The function below is a new version of the "predict word" function that we will use for continuous generation of words in order to form a long compilation of texts. It takes in both the user's input and the model of choice and this time, tries to get the top 5 words that match the selection of words given by the user, based on probability. From there, it'll pick a random choice from these top 5 words.

In [39]:
def predict_word(input, model):
    input_df = pd.Series(str(input))

    # Transform the input text using the same vectorizer
    new_review = vectorizer.transform(input_df)
    # Get class probabilities
    proba = model.predict_proba(new_review)
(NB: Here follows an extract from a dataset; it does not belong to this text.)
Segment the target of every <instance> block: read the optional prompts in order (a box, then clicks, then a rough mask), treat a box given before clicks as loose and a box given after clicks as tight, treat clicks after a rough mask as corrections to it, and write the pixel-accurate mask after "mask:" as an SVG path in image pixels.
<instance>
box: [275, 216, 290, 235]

    # Get top 5 classes for each sample
    top_k = 5
    top_classes = np.argsort(proba, axis=1)[:, -top_k:][:, ::-1]  # sort and reverse

    # Map to class labels
    top_class_labels = model.classes_[top_classes][0]
    rand_variable = random.choice(top_class_labels)

    return rand_variable

This generates a sentence based on the given input and model of choice.

In [40]:
def generate_sentence(words, model):
    count = 50  # number of words to generate
    word_list = words.split(" ")  # turn input into list of words

    for n in range(count):
        main_words = ' '.join(word_list)  # form the current context string
        next_word = str(predict_word(main_words, model))  # predict the next word
        words = words + " " + next_word  # add it to the sentence
        word_list = word_list[1:]  # shift the context window
        word_list.append(next_word)  # include the new word

    return words


The code above simply generates a 30 word sentence based on the input text.

In [42]:
print(generate_sentence(new_review, RF_model))
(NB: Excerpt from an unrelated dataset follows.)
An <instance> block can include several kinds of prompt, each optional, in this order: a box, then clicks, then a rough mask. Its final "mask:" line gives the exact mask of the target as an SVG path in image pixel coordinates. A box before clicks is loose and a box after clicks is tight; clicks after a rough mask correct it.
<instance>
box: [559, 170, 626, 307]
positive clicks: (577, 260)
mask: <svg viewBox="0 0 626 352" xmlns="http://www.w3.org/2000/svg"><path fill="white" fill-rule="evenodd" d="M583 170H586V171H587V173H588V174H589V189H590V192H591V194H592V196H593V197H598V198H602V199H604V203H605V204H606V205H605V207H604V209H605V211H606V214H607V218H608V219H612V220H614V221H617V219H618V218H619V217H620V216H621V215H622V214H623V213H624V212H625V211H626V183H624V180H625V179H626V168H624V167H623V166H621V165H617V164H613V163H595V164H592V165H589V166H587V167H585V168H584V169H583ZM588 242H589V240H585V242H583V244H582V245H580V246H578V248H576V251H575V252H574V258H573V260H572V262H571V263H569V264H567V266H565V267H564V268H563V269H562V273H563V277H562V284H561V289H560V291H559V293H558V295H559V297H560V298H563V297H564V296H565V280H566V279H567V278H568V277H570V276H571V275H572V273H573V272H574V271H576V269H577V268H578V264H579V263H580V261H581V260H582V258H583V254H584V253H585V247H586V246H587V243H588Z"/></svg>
games video good before make fewer games kind of your poetry into controller making a feel like like rather video a exceed games entertainment entertainment and in isnt therapy nothing of playing—its belonging in bonkers video exceed games just entertainment entertainment industries to education and for from the pixelated seeing pride decorating of and arcade


In [41]:
print(generate_sentence(new_review, NB_model))


games video good before make of and a the gaming the the a and a of a in and of a of the gaming to to of to and of to to and of the the of and a the of and of and gaming of and and and the the the a of of


## Performance check
This shows that the Random forest model actually performs betters in terms of spewing more suitable words. It shows that the Naive Bayes model gives mostly worlds that fall under the category of "Stopwords". Perhaps this is due to the fact that Naive Bayes models put more importance on how much of occurrence of the word, that is why the NB model tended to spew out more stopwords, because stopwords appear the most in the dataset(text).